In many regions cattle men established "dead lines" which sheep crossed at the risk of their lives.  Sheep ranching however, was a highly profitable business, and the promise of money encouraged many men to take the risk.  During this conflict approximately 10,000 sheep were shot, dynamited, driven off cliffs, or attacked by dogs; and at least sixteen sheep herders were murdered.

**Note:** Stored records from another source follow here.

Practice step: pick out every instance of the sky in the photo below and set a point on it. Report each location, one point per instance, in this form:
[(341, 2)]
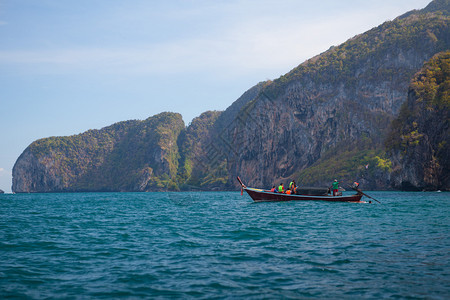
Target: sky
[(70, 66)]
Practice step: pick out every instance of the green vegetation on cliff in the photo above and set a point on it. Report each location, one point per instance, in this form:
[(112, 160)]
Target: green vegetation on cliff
[(327, 118), (420, 136), (127, 156)]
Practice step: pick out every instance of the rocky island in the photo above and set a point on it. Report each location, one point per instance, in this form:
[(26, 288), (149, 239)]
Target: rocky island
[(373, 109)]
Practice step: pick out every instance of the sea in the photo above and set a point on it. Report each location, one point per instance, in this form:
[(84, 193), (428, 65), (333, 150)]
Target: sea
[(221, 245)]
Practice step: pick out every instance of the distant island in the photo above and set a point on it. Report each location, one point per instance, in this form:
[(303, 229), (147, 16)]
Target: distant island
[(374, 109)]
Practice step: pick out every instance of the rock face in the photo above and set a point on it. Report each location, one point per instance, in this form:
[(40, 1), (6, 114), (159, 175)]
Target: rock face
[(332, 108), (420, 137), (127, 156), (327, 118)]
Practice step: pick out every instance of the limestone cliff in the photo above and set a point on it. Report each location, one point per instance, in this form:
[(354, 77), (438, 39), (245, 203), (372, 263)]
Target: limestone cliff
[(333, 110), (420, 137), (327, 118), (127, 156)]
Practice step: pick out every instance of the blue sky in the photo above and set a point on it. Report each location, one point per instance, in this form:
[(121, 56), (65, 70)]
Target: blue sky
[(69, 66)]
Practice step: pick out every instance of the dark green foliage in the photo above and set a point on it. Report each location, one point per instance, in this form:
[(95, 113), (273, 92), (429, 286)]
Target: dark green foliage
[(343, 63), (127, 156), (421, 133)]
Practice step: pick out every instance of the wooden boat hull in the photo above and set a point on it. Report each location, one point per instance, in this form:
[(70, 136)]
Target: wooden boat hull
[(264, 196)]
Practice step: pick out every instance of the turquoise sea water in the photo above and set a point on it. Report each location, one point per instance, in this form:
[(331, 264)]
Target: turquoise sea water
[(222, 245)]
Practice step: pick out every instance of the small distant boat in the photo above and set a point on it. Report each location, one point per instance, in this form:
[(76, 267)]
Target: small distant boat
[(259, 195)]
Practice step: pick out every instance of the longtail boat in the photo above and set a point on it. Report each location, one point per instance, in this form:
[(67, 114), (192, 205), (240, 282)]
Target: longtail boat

When Joe Emge, a Ten Sleep area cattleman who had publicly expressed his hatred of sheep and had even built an illegal fence to keep sheep off of public range, turned traitor by selling his cattle and going into partnership with a well-known sheep rancher, he earned the contempt and hatred of the area cattlemen.  In April of 1909 Emge boldly moved his sheep across a dead line, and his camp was raided that night by five men wearing gunny sack masks.  They killed Emge, his partner, and a sheep herder, then cremated their bodies in their wagon and shot many of the sheep.

While the murders were being investigated, one cattle rancher who testified before a grand jury was shortly thereafter found dead.  Eventually, however, all five raiders -- several of them prominent ranchers -- were identified and convicted.  Although some Wyoming cattlemen retain their dislike of sheep, the Ten Sleep incident was more or less the end of the violence, with later conflicts between cattle and sheep interests being settled in a more civilized fashion.